The whole thing is really about duality, but in a very literal, uncomfortable way. Not just “you have a dark side,” but what happens if that side is actually the version of you that works. The one that succeeds. The one people respond to. And what if that version doesn’t want to stay contained.
That idea carries the book more than anything else.
What I liked most was how my perception of the main character Thad kept shifting. Early on he feels like a guy who kind of gamed the system. Created a pen name (George Stark), wrote under it, found success that way. It almost feels a little cheap at first. But as the story goes on, that explanation stops working. It starts to feel less like something he chose and more like something that happened to him. Like he’s not fully in control of where that other side came from or what it wants.

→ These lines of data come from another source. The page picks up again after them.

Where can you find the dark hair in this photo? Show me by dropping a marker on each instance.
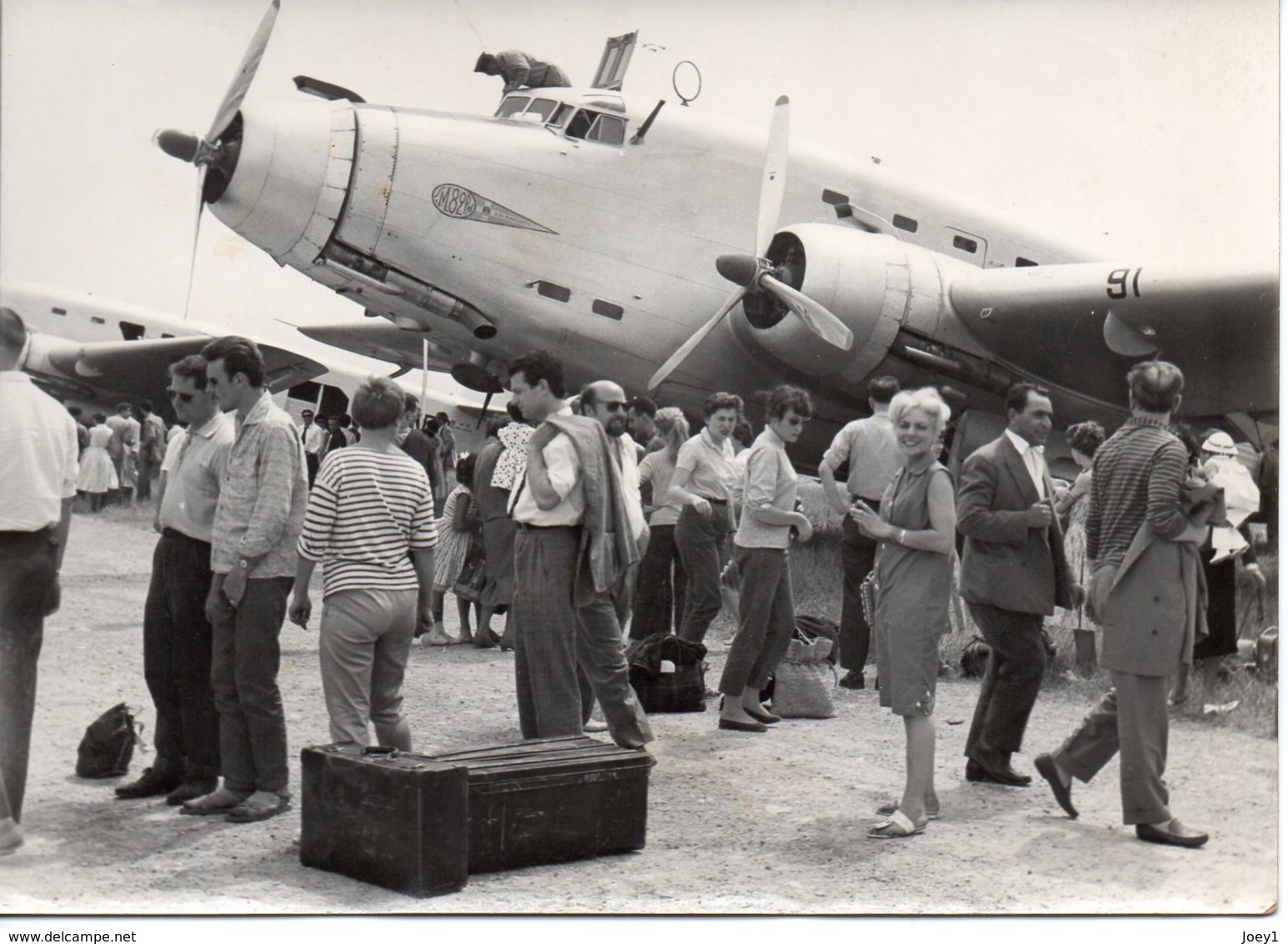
(13, 333)
(539, 364)
(721, 401)
(240, 356)
(644, 404)
(1155, 385)
(465, 469)
(378, 404)
(1018, 394)
(192, 367)
(784, 398)
(1085, 437)
(883, 389)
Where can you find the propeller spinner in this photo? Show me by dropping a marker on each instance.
(756, 274)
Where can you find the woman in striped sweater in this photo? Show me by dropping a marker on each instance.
(370, 505)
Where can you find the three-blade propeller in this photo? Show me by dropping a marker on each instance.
(756, 274)
(203, 153)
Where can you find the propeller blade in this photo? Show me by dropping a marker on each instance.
(196, 240)
(245, 73)
(774, 180)
(687, 348)
(815, 317)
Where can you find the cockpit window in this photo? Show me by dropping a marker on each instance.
(512, 104)
(607, 129)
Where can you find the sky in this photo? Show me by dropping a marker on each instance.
(1141, 127)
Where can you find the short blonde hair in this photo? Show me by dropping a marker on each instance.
(925, 399)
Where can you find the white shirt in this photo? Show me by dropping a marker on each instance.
(1033, 461)
(38, 454)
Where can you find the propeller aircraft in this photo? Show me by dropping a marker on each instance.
(607, 229)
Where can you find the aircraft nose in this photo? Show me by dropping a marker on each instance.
(288, 178)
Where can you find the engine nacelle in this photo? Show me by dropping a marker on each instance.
(874, 284)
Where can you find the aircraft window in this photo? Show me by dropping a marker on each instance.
(512, 106)
(553, 291)
(541, 106)
(580, 125)
(609, 130)
(607, 308)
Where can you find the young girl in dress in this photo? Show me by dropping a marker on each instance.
(456, 537)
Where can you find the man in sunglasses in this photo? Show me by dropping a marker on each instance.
(175, 631)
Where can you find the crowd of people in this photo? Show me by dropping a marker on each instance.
(593, 520)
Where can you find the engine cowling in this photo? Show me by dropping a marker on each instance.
(875, 284)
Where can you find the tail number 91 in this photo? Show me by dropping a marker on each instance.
(1118, 284)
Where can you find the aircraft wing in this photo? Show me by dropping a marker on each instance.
(1084, 324)
(141, 366)
(383, 342)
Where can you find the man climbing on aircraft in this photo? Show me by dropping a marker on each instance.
(520, 71)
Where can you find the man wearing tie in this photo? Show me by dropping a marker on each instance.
(1014, 574)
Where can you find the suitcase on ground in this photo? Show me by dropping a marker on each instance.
(387, 818)
(553, 800)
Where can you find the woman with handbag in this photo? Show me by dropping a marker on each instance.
(914, 577)
(767, 615)
(370, 506)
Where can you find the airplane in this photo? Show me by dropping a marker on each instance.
(607, 229)
(94, 353)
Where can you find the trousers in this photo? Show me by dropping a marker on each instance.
(177, 641)
(28, 574)
(555, 638)
(1130, 721)
(701, 542)
(245, 660)
(1016, 662)
(858, 555)
(767, 619)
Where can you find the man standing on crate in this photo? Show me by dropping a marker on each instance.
(1014, 574)
(574, 544)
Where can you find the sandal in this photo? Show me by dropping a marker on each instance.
(223, 800)
(259, 805)
(893, 806)
(897, 827)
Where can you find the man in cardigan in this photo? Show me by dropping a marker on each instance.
(574, 544)
(1014, 574)
(1145, 590)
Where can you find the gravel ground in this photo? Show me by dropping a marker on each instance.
(737, 823)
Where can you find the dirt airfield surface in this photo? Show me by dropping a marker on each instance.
(737, 823)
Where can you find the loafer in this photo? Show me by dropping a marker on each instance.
(1045, 764)
(978, 771)
(1174, 832)
(191, 788)
(149, 783)
(749, 726)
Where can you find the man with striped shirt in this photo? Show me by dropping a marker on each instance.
(370, 505)
(1144, 590)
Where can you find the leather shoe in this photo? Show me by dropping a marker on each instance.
(978, 771)
(151, 783)
(1045, 764)
(751, 726)
(1174, 832)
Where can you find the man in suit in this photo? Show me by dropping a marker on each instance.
(1145, 591)
(1014, 574)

That’s where King is always good. He takes something that seems explainable and slowly makes it feel inevitable.
And by the end, you’re not really asking “how does this end,” you’re asking what he’s willing to do. Does he give in to it? Does he fight it? Is it even possible to separate the two? There’s a version of this story where it’s clearly good vs evil, but this never really lets you settle into that.
I also liked the police character (Sheriff Alan Pangborn) assigned to all the murders occurring. He starts as the only grounded person in the story, trying to apply logic to something that should make sense. And then over time, that just breaks down. Watching someone slowly accept that the rules they rely on don’t apply here is always a strong move in King books.
Where it lost me a bit is that the world didn’t feel as full as his best stuff. Outside of Thad and his other half, there isn’t a ton of depth to the other characters. His wife Liz gets some attention, but overall it feels more contained than what I usually expect from him.
At the same time, that probably helped it. It’s shorter, tighter, and it doesn’t drag. Honestly if this was a longer book, I might not have finished it. The story itself isn’t strong enough to carry an extra couple hundred pages.
There was also something I kept expecting to connect that never really did. The thread with his kids felt like it was pointing toward something bigger, especially given the whole duality theme, and it just sort of… doesn’t go there. Maybe that’s intentional, maybe it’s just left open, but it felt like there was another layer that could’ve been pulled in.
The ending is where it really picked up for me. It’s darker than I expected, even for King. Not just in what happens, but in the feeling it leaves you with (sparrows—mythology—psychopomps—an insane feather-swarming occurrence etched forever in my memory with them and Thad/George). It doesn’t wrap things up cleanly. It feels more like a warning than a resolution. Like even when something is “over,” it might not actually be finished.
I wouldn’t put this in his top tier, but it has one of his more interesting core ideas. It almost feels like a more personal book about identity and the cost of success, just told through a horror lens.
Rating: 7/10
What’s next: hoping I haven’t hit the ceiling on King books yet. Moving on to The Death Zone next and have high hopes!